Yes, an individual investor can apply through a non-institutional category of an IPO given that they have enough influx to bid in the category.
There is no reason why an individual investor cannot apply in a NON-institutional investors category. But then, there are some clauses for a non-institutional bidder to adhere to if they want to invest in an IPO. But then who classify as non-institutional bidders?
NRI’s, trusts, individual investors, companies, etc., who happen to bid for a category of an IPO but a minimum amount of one lakh rupees are categorized as non-institutional bidders. The requirements for registering with SEBI aren’t required. For non-institutional bidders, there is a 15% allotment left in an IPO’s build book, which might prove to be a flaw or disadvantage.
The 15% allocation reserved for only non-institutional bidders can prove to be a problem looking deeper into the disadvantages, with multiple bidders, its often oversubscribed to a whole new level which causes many of the bidders to get a lesser chance of having any bids placed and receiving a lesser number of shares.
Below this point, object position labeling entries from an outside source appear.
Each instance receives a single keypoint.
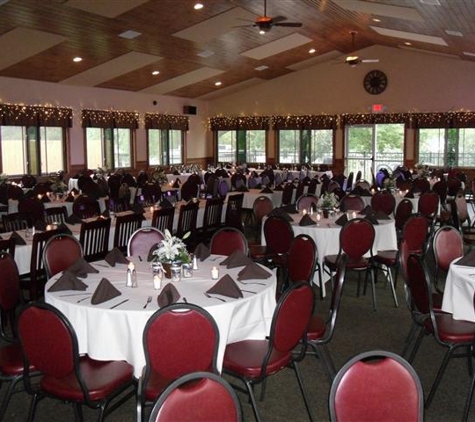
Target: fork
(149, 299)
(213, 297)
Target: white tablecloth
(106, 334)
(458, 292)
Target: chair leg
(302, 389)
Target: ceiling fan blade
(290, 24)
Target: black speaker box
(189, 110)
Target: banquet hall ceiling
(193, 49)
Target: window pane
(175, 146)
(122, 148)
(432, 146)
(226, 145)
(322, 146)
(289, 146)
(256, 146)
(52, 151)
(94, 149)
(154, 147)
(466, 148)
(13, 150)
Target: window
(108, 147)
(447, 147)
(246, 146)
(165, 146)
(313, 146)
(32, 150)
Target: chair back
(228, 240)
(187, 219)
(447, 245)
(142, 241)
(60, 252)
(383, 201)
(302, 258)
(125, 225)
(198, 397)
(162, 219)
(392, 390)
(278, 234)
(180, 339)
(351, 202)
(357, 238)
(94, 238)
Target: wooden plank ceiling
(39, 39)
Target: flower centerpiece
(327, 202)
(171, 250)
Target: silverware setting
(213, 297)
(149, 299)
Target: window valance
(108, 119)
(22, 115)
(166, 121)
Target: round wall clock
(375, 82)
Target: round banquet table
(458, 292)
(116, 334)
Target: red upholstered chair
(178, 339)
(377, 386)
(60, 252)
(448, 332)
(253, 361)
(66, 375)
(227, 240)
(351, 202)
(11, 358)
(356, 240)
(198, 397)
(383, 201)
(142, 240)
(320, 331)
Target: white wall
(19, 91)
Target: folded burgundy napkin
(73, 219)
(104, 291)
(341, 221)
(381, 215)
(67, 281)
(236, 259)
(467, 260)
(18, 239)
(115, 256)
(367, 210)
(279, 212)
(253, 271)
(202, 252)
(168, 296)
(226, 286)
(307, 221)
(81, 268)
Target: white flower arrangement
(328, 200)
(172, 249)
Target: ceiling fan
(265, 23)
(352, 60)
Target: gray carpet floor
(359, 329)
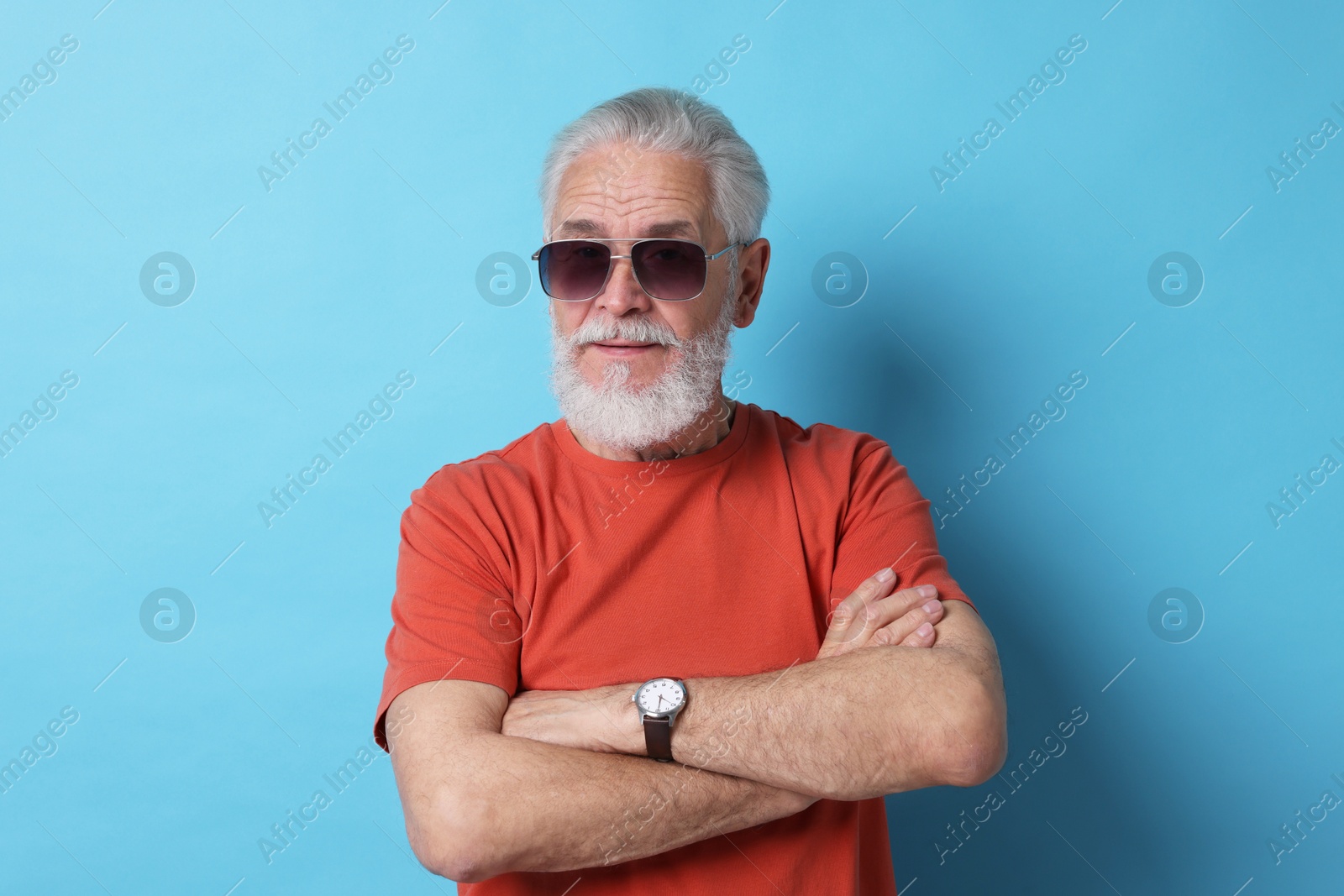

Compared to individual retail investors, they have 35% of the total shares from an IPO.
The good news is that there is no upper cap for any non-institutional bidder as long as they have the influx of money to be put into the IPO. Looking into the retail individual investor’s category and the upper limit is only one lakh rupees.
To sum it up, yes, an individual can apply in a IPO as an non-institutional bidder.